Genomics-based design of defined growth media for the plant pathogen Xylella fastidiosa.

Based on the genetic analysis of the phytopathogen Xylella fastidiosa genome, five media with defined composition were developed and the growth abilities of this fastidious prokaryote were evaluated in liquid media and on solid plates. All media had a common salt composition and included the same amounts of glucose and vitamins but differed in their amino acid content. XDM(1) medium contained amino acids threonine, serine, glycine, alanine, aspartic acid and glutamic acid, for which complete degradation pathways occur in X. fastidiosa; XDM(2) included serine and methionine, amino acids for which biosynthetic enzymes are absent, plus asparagine and glutamine, which are abundant in the xylem sap; XDM(3) had the same composition as XDM(2) but with asparagine replaced by aspartic acid due to the presence of complete degradation pathway for aspartic acid; XDM(4) was a minimal medium with glutamine as a sole nitrogen source; XDM(5) had the same composition as XDM(4), plus methionine. The liquid and solidified XDM(2) and XDM(3) media were the most effective for the growth of X. fastidiosa. This work opens the opportunity for the in silico design of bacterial defined media once their genome is sequenced.

Growth optimization procedures for the phytopathogen Xylella fastidiosa.

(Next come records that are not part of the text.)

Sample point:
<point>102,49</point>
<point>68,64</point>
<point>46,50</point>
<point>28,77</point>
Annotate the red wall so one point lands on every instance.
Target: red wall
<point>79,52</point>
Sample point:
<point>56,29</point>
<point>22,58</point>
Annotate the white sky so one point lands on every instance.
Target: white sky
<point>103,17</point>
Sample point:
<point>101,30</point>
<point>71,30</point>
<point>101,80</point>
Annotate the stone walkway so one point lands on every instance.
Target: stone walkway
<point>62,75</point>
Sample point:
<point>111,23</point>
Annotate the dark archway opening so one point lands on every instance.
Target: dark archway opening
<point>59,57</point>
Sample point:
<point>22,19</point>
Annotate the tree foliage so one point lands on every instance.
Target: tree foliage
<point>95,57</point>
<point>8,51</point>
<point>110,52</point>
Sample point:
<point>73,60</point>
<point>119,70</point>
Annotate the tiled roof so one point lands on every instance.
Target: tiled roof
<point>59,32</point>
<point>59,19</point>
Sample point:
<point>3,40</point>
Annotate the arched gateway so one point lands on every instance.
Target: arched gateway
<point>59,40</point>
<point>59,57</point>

For the first time, growth curves are shown for the phytopathogen Xylella fastidiosa on traditional growth media such as PW (periwinkle wilt), BCYE (buffered charcoal yeast extract), and on new ones such as GYE (glutamate yeast extract) and PYE (phosphate yeast extract) that were developed in this work. The optimal growth conditions on solid and liquid media as well as their measurements are presented, by using total protein content and turbidity determinations. The results demonstrated that yeast extract provided sufficient nutrients for X. fastidiosa, since the cells grew well on PYE medium.